La p.-d.g., Suzanne Sauvage, ajoute que son établissement développe depuis des décennies de bonnes relations avec les Autochtones, mais que des bouleversements récents ont cristallisé les mutations dans le secteur et dans la société. Elle cite la Commission de vérité et réconciliation, le mouvement Black Lives Matter, la mort de Joyce Echaquan, la médiatisation des pensionnats.
« Les musées d’histoire sont particulièrement sur la sellette, poursuit-elle. Il faut donc s’engager dans la décolonisation de nos pratiques, avec les expositions, la partie visible pour le public, mais [aussi] de beaucoup d’autres secteurs, la programmation éducative et citoyenne, le recrutement, l’interprétation des collections et, bien sûr, dans une ouverture à rapatrier les objets des collections quand il y a des demandes dans ce sens. Notre expérience nous a montré que le rapatriement physique n’est pas nécessairement la solution et que c’est aussi l’accessibilité aux collections qui est en jeu. »

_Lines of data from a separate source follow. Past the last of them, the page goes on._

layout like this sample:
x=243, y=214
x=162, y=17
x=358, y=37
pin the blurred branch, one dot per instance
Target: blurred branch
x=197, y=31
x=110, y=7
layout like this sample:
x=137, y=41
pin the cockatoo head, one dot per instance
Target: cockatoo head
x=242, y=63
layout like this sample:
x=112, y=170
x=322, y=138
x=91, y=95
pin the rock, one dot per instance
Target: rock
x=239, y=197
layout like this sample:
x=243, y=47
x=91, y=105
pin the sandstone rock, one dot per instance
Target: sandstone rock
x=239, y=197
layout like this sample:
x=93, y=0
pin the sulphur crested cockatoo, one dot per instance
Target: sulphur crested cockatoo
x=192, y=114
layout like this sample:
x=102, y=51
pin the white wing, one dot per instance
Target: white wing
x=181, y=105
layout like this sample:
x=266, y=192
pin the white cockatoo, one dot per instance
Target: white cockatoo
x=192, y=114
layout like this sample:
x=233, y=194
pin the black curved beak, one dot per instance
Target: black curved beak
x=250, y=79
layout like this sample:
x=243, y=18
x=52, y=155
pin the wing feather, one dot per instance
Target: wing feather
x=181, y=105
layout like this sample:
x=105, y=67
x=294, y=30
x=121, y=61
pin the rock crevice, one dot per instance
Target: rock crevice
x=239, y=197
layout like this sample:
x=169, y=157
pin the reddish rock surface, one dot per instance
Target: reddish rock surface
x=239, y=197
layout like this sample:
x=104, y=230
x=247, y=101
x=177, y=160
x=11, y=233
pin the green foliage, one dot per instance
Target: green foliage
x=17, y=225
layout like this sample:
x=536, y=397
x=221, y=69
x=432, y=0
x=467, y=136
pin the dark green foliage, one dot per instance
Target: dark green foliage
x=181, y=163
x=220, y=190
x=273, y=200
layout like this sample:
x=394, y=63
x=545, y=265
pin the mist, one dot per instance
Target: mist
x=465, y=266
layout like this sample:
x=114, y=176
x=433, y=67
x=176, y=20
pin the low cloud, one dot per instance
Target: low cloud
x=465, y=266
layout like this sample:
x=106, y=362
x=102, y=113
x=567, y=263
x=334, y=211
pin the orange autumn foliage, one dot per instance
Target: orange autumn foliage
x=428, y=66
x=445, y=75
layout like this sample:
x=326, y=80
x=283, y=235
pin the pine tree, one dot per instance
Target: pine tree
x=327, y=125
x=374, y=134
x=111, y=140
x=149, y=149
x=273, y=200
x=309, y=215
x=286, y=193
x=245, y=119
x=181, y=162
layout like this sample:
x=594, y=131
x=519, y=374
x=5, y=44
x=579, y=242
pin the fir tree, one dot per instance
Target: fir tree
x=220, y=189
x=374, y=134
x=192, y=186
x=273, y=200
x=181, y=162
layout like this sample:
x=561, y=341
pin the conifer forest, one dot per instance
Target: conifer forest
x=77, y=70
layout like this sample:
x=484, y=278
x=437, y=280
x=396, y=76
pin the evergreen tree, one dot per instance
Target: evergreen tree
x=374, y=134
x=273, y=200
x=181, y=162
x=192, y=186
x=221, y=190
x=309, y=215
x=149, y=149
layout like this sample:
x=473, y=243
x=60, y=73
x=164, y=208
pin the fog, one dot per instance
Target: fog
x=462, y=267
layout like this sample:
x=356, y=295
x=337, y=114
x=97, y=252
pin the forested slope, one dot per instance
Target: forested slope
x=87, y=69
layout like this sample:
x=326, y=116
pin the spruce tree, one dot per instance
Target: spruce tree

L’identification de la provenance exacte des objets demanderait parfois des ressources que les centres culturels n’ont pas. C’est le cas de certaines ceintures wampums que détient le McCord. Les signes des origines restent parfois trop larges (« les Grands Lacs », par exemple) pour identifier une communauté précise d’origine. Les recherches pourront être facilitées avec l’exposition Wampum. Perles de diplomatie en Nouvelle-France préparée par le Musée du quai Branly-Jacques Chirac de Paris que le Musée McCord va recevoir en 2023 et 2024.